Panidou ET, Trikalinos TA, Ioannidis JPA Bénéfice limité des tests de résistance aux antirétroviraux chez les patients prétraités: une méta-analyse SIDA; : – Les lignes directrices les plus récentes pour le traitement antirétroviral des adultes et des adolescents infectés par le VIH, publiées en octobre, recommandent l’utilisation de tests de résistance aux médicaments VIH dans les circonstances suivantes: échec virologique lors d’un traitement antirétroviral combiné, suppression suboptimale de la charge virale après traitement antirétroviral et infection aiguë par le VIH avant le début du traitement Ils indiquent également que les tests devraient être envisagés chez les patients infectés par le VIH avant l’instauration du traitement. Il a également été suggéré que l’initiation du traitement serait une indication pour les tests de résistance. Il n’y a pas de données définitives recommandant des essais phénotypiques ou génotypiques comme étant préférables, mais ils indiquent qu’il peut être utile d’effectuer les deux essais avec des échantillons provenant de patients ayant des antécédents de traitement complexes. analyse des essais avec un total de participants L’utilisation de tests génotypiques a été associée à une augmentation de% de la proportion de patients avec une charge virale indétectable et une diminution moyenne de la charge virale des copies log / mL après mois. Il n’y avait, cependant, aucune amélioration dans la cellule T CD L’utilisation de conseils d’experts n’a pas amélioré la valeur des tests de résistance génotypique Enfin, l’analyse des essais évaluant les tests phénotypiques n’a pas trouvé de bénéfice.Cette méta-analyse soulève des doutes quant à l’utilisation généralisée des tests de résistance dans le traitement antirétroviral. les tests génotypiques ont une signification statistique, on peut remettre en question leur signification clinique acuité. Ceci est particulièrement vrai étant donné que l’efficacité n’a pas été évaluée au-delà des mois. Cependant, il est probable – et c’est aussi le cas de la plupart des cliniciens. bénéficier des tests de résistance

Mycobacterium Haemophilum et lymphadénite cervicale

Van Coppenraet LESB, EJ Kuijper, JJ Lindeboom et autres Mycobacterium haemophilum et lymphadénite chez les enfants Emerg Infect Dis; -Conformément à l’expérience clinique antérieure, une étude prospective d’enfants atteints de lymphadénite cervicale mycobactérienne aux Pays-Bas a identifié Mycobacterium avium comme cause la plus fréquente, représentant% des cas.
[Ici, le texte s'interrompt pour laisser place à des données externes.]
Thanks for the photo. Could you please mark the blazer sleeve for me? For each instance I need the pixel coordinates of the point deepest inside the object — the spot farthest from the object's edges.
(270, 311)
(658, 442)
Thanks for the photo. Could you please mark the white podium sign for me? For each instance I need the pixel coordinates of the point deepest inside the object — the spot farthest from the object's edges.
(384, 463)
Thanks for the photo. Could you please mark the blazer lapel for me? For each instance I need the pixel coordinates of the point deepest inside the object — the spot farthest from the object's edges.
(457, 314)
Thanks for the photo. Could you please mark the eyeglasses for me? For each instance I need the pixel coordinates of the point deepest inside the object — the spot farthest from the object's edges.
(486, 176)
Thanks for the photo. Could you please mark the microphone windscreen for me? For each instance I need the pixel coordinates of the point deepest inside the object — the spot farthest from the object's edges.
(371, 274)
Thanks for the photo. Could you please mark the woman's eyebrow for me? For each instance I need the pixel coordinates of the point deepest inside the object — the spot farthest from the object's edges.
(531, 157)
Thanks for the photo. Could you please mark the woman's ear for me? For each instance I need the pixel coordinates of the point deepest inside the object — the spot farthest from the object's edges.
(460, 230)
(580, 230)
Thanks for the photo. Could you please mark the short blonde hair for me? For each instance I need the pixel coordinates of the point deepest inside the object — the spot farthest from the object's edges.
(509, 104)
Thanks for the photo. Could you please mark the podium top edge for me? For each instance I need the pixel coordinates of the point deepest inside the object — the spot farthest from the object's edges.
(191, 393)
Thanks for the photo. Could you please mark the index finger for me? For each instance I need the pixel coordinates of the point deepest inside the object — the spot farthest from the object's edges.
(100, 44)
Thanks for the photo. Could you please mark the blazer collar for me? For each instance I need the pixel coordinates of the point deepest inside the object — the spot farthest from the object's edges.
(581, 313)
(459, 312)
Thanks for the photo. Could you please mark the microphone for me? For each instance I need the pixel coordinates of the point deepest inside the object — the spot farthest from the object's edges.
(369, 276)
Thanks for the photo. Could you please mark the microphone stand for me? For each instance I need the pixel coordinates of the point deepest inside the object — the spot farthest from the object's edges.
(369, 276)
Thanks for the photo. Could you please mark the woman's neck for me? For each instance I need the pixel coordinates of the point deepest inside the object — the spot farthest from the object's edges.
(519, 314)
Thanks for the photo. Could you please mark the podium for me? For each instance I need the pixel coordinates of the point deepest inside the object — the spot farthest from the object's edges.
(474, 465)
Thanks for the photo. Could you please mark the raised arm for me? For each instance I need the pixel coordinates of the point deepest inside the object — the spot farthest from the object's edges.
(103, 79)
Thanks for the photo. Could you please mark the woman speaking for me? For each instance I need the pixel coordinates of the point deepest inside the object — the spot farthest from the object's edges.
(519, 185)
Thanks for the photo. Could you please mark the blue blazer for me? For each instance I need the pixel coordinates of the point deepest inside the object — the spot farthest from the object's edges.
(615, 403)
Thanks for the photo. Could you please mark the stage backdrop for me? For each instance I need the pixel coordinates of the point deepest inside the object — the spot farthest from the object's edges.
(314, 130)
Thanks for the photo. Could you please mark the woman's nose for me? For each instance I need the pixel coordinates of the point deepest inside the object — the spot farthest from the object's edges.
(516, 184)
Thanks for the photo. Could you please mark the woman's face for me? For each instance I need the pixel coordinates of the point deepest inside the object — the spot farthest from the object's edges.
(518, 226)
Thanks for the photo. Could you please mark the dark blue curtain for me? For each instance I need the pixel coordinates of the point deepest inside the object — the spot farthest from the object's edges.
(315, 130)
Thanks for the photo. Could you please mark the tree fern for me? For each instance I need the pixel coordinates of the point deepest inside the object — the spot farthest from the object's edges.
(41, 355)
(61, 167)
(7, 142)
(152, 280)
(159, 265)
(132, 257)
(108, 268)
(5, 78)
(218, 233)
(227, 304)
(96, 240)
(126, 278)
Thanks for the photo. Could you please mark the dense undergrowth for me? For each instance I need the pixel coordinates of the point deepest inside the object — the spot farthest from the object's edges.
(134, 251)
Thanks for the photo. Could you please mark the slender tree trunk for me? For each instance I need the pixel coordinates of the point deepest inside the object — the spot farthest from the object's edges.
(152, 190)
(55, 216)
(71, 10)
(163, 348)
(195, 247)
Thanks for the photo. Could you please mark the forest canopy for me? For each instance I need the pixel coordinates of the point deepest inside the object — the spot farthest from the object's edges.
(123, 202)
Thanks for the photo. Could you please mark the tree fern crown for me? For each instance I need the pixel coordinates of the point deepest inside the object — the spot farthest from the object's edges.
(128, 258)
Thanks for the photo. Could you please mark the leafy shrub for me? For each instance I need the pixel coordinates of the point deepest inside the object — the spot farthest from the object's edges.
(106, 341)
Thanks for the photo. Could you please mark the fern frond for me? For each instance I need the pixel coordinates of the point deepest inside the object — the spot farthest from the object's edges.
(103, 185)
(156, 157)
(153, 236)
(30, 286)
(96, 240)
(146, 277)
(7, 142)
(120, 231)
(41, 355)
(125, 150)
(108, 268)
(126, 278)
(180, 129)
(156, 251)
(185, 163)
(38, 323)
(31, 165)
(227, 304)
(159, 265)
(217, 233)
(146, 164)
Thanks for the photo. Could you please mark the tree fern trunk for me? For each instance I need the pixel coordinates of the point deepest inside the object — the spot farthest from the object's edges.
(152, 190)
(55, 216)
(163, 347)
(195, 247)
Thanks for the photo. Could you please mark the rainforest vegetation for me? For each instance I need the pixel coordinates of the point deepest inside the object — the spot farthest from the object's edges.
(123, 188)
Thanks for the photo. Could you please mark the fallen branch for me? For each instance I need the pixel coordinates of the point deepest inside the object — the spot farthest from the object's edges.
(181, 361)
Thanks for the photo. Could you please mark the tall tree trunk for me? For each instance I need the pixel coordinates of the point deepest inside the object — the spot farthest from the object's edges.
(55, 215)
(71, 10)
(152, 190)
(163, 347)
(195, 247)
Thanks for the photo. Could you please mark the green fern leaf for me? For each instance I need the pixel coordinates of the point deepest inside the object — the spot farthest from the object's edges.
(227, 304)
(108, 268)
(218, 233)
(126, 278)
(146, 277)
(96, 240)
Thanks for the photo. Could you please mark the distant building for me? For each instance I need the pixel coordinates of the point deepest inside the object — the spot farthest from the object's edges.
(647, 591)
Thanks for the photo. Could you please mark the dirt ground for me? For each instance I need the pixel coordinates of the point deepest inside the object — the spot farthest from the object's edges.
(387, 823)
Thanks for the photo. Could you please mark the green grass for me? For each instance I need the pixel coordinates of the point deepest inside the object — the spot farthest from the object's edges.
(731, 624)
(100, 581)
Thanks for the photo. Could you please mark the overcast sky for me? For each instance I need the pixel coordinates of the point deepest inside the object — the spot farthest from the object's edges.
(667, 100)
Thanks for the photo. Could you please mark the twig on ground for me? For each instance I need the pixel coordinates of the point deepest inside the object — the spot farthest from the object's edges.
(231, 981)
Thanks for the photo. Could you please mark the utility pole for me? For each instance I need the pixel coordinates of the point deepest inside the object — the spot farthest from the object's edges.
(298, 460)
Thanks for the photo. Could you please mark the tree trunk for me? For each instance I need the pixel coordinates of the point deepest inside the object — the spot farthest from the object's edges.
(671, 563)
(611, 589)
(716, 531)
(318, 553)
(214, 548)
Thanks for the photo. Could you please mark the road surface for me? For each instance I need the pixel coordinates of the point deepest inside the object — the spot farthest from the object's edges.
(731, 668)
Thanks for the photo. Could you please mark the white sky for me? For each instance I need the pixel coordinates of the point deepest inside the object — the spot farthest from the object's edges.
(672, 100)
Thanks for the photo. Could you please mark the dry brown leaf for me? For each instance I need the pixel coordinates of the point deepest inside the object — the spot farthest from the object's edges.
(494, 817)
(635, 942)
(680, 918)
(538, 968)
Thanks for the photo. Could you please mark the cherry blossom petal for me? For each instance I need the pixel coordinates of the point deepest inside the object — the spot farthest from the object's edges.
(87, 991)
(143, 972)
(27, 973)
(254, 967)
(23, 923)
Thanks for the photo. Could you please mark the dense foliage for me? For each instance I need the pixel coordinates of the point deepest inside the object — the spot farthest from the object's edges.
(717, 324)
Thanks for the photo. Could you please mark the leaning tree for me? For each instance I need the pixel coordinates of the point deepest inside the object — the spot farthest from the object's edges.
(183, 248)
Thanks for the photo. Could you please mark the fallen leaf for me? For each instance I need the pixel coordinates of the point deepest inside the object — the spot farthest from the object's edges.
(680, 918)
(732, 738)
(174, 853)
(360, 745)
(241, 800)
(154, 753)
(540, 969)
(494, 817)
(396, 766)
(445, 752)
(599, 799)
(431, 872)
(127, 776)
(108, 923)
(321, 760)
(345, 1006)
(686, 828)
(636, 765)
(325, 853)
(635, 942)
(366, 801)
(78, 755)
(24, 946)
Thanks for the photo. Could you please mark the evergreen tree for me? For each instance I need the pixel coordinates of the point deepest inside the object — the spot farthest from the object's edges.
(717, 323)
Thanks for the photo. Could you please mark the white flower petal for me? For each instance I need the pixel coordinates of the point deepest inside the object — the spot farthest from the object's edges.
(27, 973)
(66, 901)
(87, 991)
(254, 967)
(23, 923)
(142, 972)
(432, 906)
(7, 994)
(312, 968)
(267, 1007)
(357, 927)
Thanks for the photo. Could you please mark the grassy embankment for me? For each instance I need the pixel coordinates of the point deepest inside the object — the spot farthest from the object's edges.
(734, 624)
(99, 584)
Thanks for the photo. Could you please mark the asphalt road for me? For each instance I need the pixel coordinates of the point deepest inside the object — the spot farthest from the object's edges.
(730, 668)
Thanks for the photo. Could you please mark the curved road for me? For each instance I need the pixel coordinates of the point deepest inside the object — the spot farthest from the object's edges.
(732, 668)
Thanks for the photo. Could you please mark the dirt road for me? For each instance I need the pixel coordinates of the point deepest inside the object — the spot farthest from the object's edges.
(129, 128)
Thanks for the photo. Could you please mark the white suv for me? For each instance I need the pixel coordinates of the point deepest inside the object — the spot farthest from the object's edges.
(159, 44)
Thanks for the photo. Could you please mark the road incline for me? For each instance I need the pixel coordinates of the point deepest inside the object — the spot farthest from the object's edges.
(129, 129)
Cependant, contrairement à la plupart des rapports précédents, ils ont identifié M haemophilum chez les enfants% en utilisant la PCR en temps réel en plus de la culture, ce qui en fait le deuxième organisme le plus fréquemment identifiéM haemophilum montre une croissance lente optimale à ° C- ° C et requiert du fer ferrique, qui est habituellement fourni soit en hémine soit en citrate d’ammonium ferrique. Par conséquent, l’isolement en culture peut être difficile même dans les laboratoires qui utilisent une méthodologie optimisée. Dans la présente étude, seulement% des infections à M haemophilum ont été identifiées par culture, tandis que% ont été détectées par PCR. une étude précédente, un laboratoire en Israël a été en mesure d’isoler M haemophilum dans la culture de ganglions lymphatiques obt ainé à partir de% des enfants atteints de lymphadénite mycobactérienne non tuberculeuse Les cliniciens évaluant les enfants atteints de lymphadénite mycobactérienne devraient aviser leur laboratoire de microbiologie clinique de la nécessité d’être vigilants à l’égard de cet organisme.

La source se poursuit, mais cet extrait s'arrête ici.